TRT'de program yaparken, Ömer Üründül'ün sürekli ciddiye almaz tavırlarına maruz kalan kişi.
pazartesi akşamları kanal 24'te takım oyunu adlı spor programında yorumlarına devam eden güzel insan.
sürekli kendiyle çelişen spor yazarımsı. beşiktaş taraftarı staddan çıkmadıydı da geçen sene olay yaptılardıydı. bu yorumcu herif te çok büyük yanlış beşiktaş taraftarına yakışmıyor demişti aradan 5 dakka geçti taraftar haklı en güzelini yapıyor gibisine yorumlarda bulunduydu da ben de ne güzel dümdüz gittiydim...

her lafı böyleydi her lafı saçmaydı yurtdışından tanıdığı futbolcu sayısı bir elin parmağını geçmez.
türk spor medyasının en sevilmeyen tipi. ego tatmini için radyoculuk yaptığını düşünmekteyim. radyo spor'da yine ne acayiplik yapıp insanları rencide edecek diye ara sıra dinlemekteyimdir kendisini, her geçen gün sevimsizliğinin derecesi artmaktadır. kendisini anlatamamaktan yakınmaktadır ancak aslında anlatabileceği çok da şey yoktur.
ikinci bir hıncal uluç ve ya deniz gökçe olur muyum acaba diye her türlü boka atlayan kişidir. mesela televizyonlarda ilk gördüğümüzde basketbol yorumcusuydu bu arkadaş. sonra bir baktık futbol yorumcusu olmuş. formula 1, voleybol en önemlisi at yarışı organizasyonlarında da görmek istiyoruz kendisini...
kendisini çok karizma, çok marjinal, en acısı da çok "bilen" zanneden; bambaşkaymışsın kalıbını köküne kadar hakeden bir değişik insan.
bir futbol maçını analiz eder, futbolcunun 10 sene önce giydiği takım elbiseden girer, anne kızlık soyadına kadar uzanır. fatih terim'i eleştirmek ister, sadece italya'da hangi restoranları gezdiğini anlatır. yazı yazar, anlamak için tercüman tutmak icap eder.

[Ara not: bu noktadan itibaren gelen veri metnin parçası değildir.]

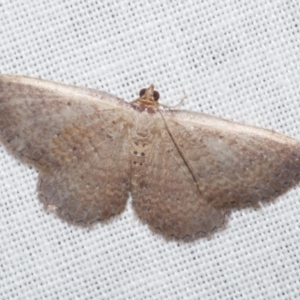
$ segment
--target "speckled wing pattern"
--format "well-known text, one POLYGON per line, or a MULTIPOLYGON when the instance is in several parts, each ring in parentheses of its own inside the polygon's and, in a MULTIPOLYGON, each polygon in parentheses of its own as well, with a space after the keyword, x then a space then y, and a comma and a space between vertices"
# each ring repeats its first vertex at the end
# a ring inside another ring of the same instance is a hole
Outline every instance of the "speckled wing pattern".
POLYGON ((0 140, 39 171, 38 197, 71 223, 121 213, 167 239, 209 236, 233 209, 300 181, 300 142, 201 113, 163 110, 153 86, 127 103, 87 88, 0 75, 0 140))
POLYGON ((0 77, 1 141, 39 171, 38 196, 71 222, 123 211, 129 193, 128 120, 109 94, 0 77))
POLYGON ((156 120, 132 196, 141 219, 168 238, 209 236, 232 209, 259 207, 300 181, 292 138, 195 112, 162 114, 168 130, 156 120))
POLYGON ((300 181, 300 143, 193 112, 165 116, 202 197, 216 209, 259 207, 300 181))
MULTIPOLYGON (((140 161, 134 164, 133 159, 131 192, 137 215, 168 239, 189 241, 221 228, 227 219, 226 210, 215 209, 200 196, 191 171, 161 116, 146 115, 144 118, 148 130, 153 127, 155 130, 148 142, 134 140, 135 144, 145 145, 135 151, 144 154, 139 157, 140 161), (145 149, 148 143, 151 148, 145 149)), ((145 131, 146 128, 142 130, 145 131)), ((137 139, 138 135, 135 137, 137 139)))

ve bu adam bu işler için para alır. bu medya sektörü hakikaten güzel, hem durmadan saçmalıyorsun hem de eşşek yüküyle para kazanıyorsun.
devlet televizyonu olan trt'de gereğinden fazla kalmış ve sonunda ayrılmış, kanal 24'de serkan kormaz ile moderatör ve lig tv'de Alev Evliyaoğlu* ile çizgi dışı programlarını yapan "düz siyah tişört"ten başka bir şey giymeyen insan. yorumları gariptir.

kanal 24'de bugün yayınlanan moderatör programında serkan korkmaz ile şöyle bir diyaloğu yarmıştır;

-bilgin gökberk: iş adamlarının pazar günleri ne giydikleri önemlidir çünkü o gün giydikleri kendi zevklerini yansıtır diğer günler takım elbise giydikleri için hepsi aynıdır.

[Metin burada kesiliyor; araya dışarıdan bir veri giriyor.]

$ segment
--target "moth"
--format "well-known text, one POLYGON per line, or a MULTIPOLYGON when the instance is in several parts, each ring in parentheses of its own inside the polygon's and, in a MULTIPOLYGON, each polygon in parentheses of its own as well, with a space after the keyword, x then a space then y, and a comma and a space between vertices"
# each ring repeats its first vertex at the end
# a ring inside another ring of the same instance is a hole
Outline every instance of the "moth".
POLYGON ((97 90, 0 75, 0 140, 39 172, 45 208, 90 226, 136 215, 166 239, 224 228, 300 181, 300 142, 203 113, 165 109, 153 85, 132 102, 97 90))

-serkan korkmaz: sen de her gün siyah tişört giyiyorsun ama.

-bilgin gökberk: beni karıştırma ben iş adamı değilim...
süper tarafsız yorum yapan insandır.
tv'de gördüğümde kanal değiştirmeme neden olan insan.
radyospor'da saçma sapan bir program yapan kişi. programın tek konusu; programda nelerin konuşulmayacağıdır. program boyunca, sürekli olarak arayan ve mesaj atan kişilerle gergin muhabbetlere girmekte, kavga etmektedir.